Since his firing, McCarthy has been outspoken about Chicago’s spiking violence and police department. In an earlier interview, he blamed “noncompliance” with police for a majority of police-involved shootings, saying “almost without exception any one of these bad incidents that you see, it starts with noncompliance.”
“Less than half of 1 percent of all the shootings in this city involve police officers shooting civilians,” McCarthy said in the interview. “But one shooting, and granted it’s a bad shooting and the officer needs to be held accountable, whether it’s outside of policy or whether it’s criminal and he deserves a trial, just like any other citizen in this country, and the officer has to answer for his actions, but the solutions that are being applied as a result of that particular incident, have it that people are dying in record numbers here. Does that make any sense?”

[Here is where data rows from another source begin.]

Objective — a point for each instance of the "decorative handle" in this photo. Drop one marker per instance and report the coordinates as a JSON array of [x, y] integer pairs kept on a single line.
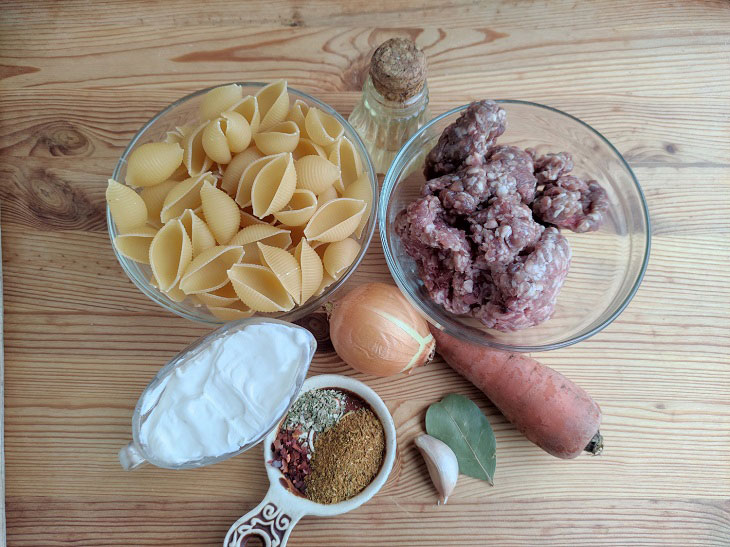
[[268, 520]]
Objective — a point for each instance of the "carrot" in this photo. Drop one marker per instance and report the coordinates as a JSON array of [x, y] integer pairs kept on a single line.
[[550, 410]]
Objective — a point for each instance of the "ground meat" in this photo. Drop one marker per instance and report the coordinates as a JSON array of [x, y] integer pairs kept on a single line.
[[525, 291], [503, 229], [467, 140], [551, 167], [572, 203]]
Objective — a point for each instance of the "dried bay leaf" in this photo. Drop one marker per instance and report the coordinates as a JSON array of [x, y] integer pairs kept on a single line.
[[457, 421]]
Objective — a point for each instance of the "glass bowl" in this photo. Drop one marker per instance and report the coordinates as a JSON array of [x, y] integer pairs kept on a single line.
[[607, 266], [183, 111]]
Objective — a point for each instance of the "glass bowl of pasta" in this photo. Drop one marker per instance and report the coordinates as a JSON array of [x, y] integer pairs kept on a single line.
[[242, 199]]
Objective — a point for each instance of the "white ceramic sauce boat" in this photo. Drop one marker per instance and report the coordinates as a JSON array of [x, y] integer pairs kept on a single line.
[[274, 518]]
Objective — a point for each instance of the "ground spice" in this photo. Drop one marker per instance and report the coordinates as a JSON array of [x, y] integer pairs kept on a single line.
[[346, 458]]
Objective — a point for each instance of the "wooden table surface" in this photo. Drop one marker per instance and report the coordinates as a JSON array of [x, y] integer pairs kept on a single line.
[[79, 78]]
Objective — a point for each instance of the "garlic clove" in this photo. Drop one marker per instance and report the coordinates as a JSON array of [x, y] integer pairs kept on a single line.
[[443, 467]]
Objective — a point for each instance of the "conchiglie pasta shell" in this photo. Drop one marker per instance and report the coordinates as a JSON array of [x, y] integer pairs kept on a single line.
[[348, 160], [299, 210], [311, 268], [219, 99], [315, 173], [305, 147], [274, 186], [221, 212], [153, 163], [170, 254], [339, 256], [245, 182], [335, 220], [127, 206], [231, 313], [234, 170], [322, 128], [282, 137], [220, 298], [209, 270], [273, 103], [248, 107], [135, 245], [154, 199], [361, 189], [285, 268], [194, 157], [184, 195], [259, 288]]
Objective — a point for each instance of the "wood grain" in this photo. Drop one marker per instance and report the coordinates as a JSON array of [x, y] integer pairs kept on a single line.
[[77, 80]]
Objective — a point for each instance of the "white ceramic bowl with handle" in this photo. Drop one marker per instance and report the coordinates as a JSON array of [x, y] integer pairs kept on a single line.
[[274, 518]]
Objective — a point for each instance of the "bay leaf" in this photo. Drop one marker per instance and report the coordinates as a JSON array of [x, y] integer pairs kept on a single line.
[[457, 421]]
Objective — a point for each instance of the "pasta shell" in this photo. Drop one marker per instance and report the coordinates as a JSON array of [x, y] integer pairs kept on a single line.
[[184, 195], [219, 99], [154, 199], [265, 233], [248, 107], [361, 189], [153, 163], [135, 245], [305, 147], [208, 271], [299, 210], [194, 157], [127, 206], [322, 128], [274, 186], [335, 220], [315, 173], [259, 288], [222, 213], [170, 254], [246, 180], [220, 298], [311, 268], [285, 268], [339, 256], [281, 137], [273, 103], [231, 313], [236, 167], [348, 160]]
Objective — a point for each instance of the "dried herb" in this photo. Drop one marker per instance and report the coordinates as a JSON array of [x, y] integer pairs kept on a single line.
[[459, 423], [346, 457]]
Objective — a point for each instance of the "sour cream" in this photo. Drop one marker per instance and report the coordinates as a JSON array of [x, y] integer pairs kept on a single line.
[[226, 394]]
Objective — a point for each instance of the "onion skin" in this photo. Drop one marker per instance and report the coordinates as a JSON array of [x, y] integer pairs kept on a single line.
[[375, 330]]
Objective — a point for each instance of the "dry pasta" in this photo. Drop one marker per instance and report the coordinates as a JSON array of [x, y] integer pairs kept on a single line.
[[273, 103], [170, 254], [335, 220], [127, 206], [153, 163], [315, 173], [322, 128], [299, 210], [259, 288], [209, 270], [274, 186], [285, 268], [281, 137], [219, 99], [221, 212]]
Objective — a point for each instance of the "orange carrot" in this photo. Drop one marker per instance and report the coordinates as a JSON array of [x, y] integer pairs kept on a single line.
[[550, 410]]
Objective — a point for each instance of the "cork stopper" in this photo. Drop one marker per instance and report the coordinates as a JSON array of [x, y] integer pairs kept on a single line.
[[398, 69]]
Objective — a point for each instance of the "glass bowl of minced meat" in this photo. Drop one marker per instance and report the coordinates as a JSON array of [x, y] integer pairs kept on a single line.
[[514, 225]]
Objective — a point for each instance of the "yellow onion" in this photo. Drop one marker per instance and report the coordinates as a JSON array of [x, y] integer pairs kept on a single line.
[[375, 330]]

In the Wednesday interview, McCarthy also applauded the Trump administration’s announcement in which Attorney General Jeff Sessions ordered a review of all Justice Department "consent decrees" that force police departments to overhaul their practices. Sessions said, "it is not the responsibility of the federal government to manage non-federal law enforcement agencies."
McCarthy claimed the Justice Department’s report on the Chicago Police Department was “completely, politically motivated.”
“I’m on record with this, the credibility of that report is seriously in question,” he said.
McCarthy was never interviewed in the DOJ’s report on CPD. At the time, Attorney General Loretta Lynch told reporters they had tried to reach McCarthy but “he was not available.”
McCarthy has argued that was a lie.
“With all the investigative resources of the federal government, they can’t find me here in River North?” McCarthy told NBC 5.